Super Sons #11 received an average rating of 7.4 out of 10 based on 21 reviews. Eric Shea from Weird Science wrote: "The fights continue in this second part to the "Super Sons of Tomorrow" arc, but thankfully so does the intrigue. I just really wish that this story would start throwing some answers our way instead of just making more questions. The art in this issue is really decent and I'm still really on board with this story, but right now a lot of aspects are leaving me scratching my head".

Teen Titans #15 received an average rating of 7 out of 10 based on 12 reviews. Jericho Wilson from Comic Watch wrote: "This issue of Teen Titans is your typical action-fueled comic book crossover. The characterization is shallow and untenable. The expository dialogue drones on for too many panels and drags the pace of the narrative to a crawl at times. But the artwork is pretty and the stakes are serious, albeit melodramatic. Not much going on here but your average, dopey, uninspired superhero slugfest. Harmless and brainless escapism".
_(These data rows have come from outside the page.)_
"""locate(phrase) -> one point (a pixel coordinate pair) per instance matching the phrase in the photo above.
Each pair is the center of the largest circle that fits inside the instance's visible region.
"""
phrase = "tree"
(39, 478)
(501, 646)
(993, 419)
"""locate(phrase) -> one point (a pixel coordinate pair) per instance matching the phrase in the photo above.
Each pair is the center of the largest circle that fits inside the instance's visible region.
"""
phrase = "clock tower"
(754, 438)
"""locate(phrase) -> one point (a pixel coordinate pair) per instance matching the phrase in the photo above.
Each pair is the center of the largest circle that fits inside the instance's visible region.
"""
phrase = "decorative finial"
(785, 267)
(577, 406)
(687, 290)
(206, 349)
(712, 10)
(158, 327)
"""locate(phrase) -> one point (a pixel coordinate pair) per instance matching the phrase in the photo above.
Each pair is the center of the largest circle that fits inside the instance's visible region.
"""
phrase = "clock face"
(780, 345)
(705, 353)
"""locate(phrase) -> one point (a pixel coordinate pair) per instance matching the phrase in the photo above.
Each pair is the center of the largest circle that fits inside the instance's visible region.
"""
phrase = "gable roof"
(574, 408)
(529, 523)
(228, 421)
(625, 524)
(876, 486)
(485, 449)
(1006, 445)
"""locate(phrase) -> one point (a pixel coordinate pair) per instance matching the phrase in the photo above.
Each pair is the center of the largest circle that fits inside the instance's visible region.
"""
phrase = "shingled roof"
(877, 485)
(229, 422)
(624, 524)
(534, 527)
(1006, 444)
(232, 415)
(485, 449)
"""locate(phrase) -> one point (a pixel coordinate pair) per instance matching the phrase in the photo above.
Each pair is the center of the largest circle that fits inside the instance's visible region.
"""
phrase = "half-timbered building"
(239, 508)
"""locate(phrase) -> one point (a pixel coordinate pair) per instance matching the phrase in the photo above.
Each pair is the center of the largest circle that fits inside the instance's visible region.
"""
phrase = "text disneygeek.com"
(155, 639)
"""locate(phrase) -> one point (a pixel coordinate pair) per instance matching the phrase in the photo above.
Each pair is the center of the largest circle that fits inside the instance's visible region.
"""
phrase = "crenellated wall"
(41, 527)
Superman #38 received an average rating of 7 out of 10 based on 20 reviews. Brett from Graphic Policy wrote: "The ending is a little flat at times. There's a lot that just happens and there's not much reaction to it. We'll see if there's follow up to it but on its own, there's just something missing. The overall story is solid and hopefully a prologue addresses some of my concerns but what started out great ends with a meh".

Super Sons #12 received an average rating of 7.6 out of 10 based on 21 reviews. Brandon J Griffin from Monkeys Fighting Robots wrote: "Super Sons #12 is a nice, quiet wrap-up for the crossover story. It doesn't have the youthful glow and spirit that makes this book lovable and unique, but it's a solid effort".